Takamatsu knocked as he walked straight in to Hiroshi’s office.
“Got it all figured out?” he said, heading for the coffee machine.
“Almost, until you interrupted.”
Takamatsu flipped a tied bundle of files onto his desk and poured himself a cup of coffee. “How’s Kido-san? Cute, eh? Smart, too.”
“She’s only going to get in the way.”
Takamatsu shook his head. “You’ll see she’s a lot more help than you think.”
“I do my best thinking alone.”
“You can talk it through with her before thinking alone. I have twenty detectives in my office over in the main building,” Takamatsu said, laughing. “You should learn to think in public, like a Japanese.”
“Did you get into the David?” Hiroshi asked.
Takamatsu nodded, yes. “Did you break your dry spell?”
Hiroshi frowned.
“I can tell that means yes,” Takamatsu said, sipping his coffee, and then looking for sugar and creamer.
“Black only,” Hiroshi said.
Takamatsu sighed. “The David didn’t have much. Hostesses, their dates, drinks. So, I started thinking it might just be a suicide. Too hard to prove otherwise.”
“You did?” Hiroshi sat forward, confused.

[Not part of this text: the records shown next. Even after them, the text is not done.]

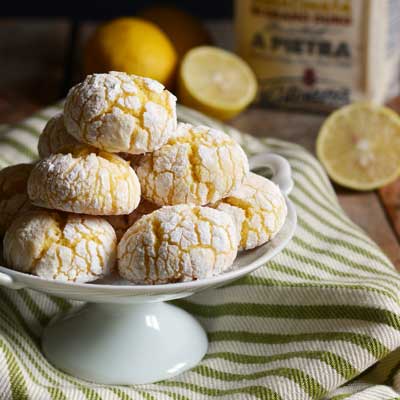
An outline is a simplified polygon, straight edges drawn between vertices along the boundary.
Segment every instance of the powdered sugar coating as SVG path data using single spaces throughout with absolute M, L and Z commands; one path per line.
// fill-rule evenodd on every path
M 250 172 L 243 184 L 213 205 L 230 214 L 240 235 L 239 250 L 248 250 L 271 240 L 287 215 L 285 198 L 269 179 Z
M 139 218 L 157 210 L 159 207 L 149 201 L 142 199 L 137 206 L 128 215 L 109 215 L 105 219 L 113 226 L 117 239 L 121 239 L 124 233 L 130 228 Z
M 64 124 L 62 113 L 50 118 L 39 137 L 38 152 L 40 158 L 50 154 L 61 153 L 63 149 L 79 145 L 79 142 L 71 136 Z
M 115 266 L 116 236 L 102 218 L 45 210 L 18 217 L 4 237 L 4 258 L 45 279 L 90 282 Z
M 118 244 L 118 269 L 137 284 L 191 281 L 222 273 L 236 254 L 228 214 L 181 204 L 145 215 L 127 230 Z
M 0 235 L 18 214 L 33 208 L 26 191 L 33 164 L 17 164 L 0 171 Z
M 32 203 L 91 215 L 130 214 L 140 201 L 140 184 L 129 163 L 90 148 L 39 161 L 28 180 Z
M 227 196 L 249 172 L 242 148 L 224 132 L 180 124 L 159 150 L 136 167 L 143 197 L 158 205 L 204 205 Z
M 77 140 L 110 152 L 141 154 L 161 147 L 176 129 L 176 97 L 149 78 L 94 74 L 69 91 L 64 115 Z

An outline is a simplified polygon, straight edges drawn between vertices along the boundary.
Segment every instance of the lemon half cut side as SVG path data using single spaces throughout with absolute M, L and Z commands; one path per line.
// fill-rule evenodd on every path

“I did. But when I got to the office this morning, I got called to administration. The chief introduced me to the head of the American Chamber of Commerce, the PR Division Head for Japan Railways, and the new chief of detectives. I hadn’t met the new chief in person before. He just came over from the Justice Ministry. Total bureaucrat.”
“You talked to all three? All together?”
“I got talked to. I didn’t say a word. They told me to find out who did it and make sure nothing leaks to the press. If the media gets this, it’ll be murdered foreigners, unsafe trains, and incompetent cops.”
“A triumvirate of failures.”
“A trium-what?”
“Three failures.”
“Ah, a triple play.”
They drank their coffee in silence.
After a while, Takamatsu said, “The good news was they said, ‘spare no expense.’”
“Can’t we announce it’s a suicide to buy more time?”
“Better to say nothing. Dead foreigners make Japanese officials nervous. And dangerous trains make everyone nervous.”
“Kido-san’s checking on the suicides. There must be other suicides that weren’t suicides. Let’s look again at the girl in the video, maybe we can go from there.”
“What video?” asked Akiko, walking in.
“Kido-san, our angel of investigation!” Takamatsu got up and bowed dramatically.
“Takamatsu, you might have told Hiroshi I was coming,” Akiko said.
“Where’s the fun in that?” Takamatsu smirked. “Show her the video,” he commanded.
Hiroshi cued the video up on his computer. “It’s only a few blurry seconds, but let’s look again. Since we’re under orders.”
Hiroshi let Akiko sit in his chair to watch the video clip as he poured her a cup of coffee.
Akiko watched and then rewound the snippet of video and let it play again. “Look how she walks, with dignity, but also with training. Her clothes are not off the rack. They’re from a boutique. Ginza or Aoyama,” Akiko said.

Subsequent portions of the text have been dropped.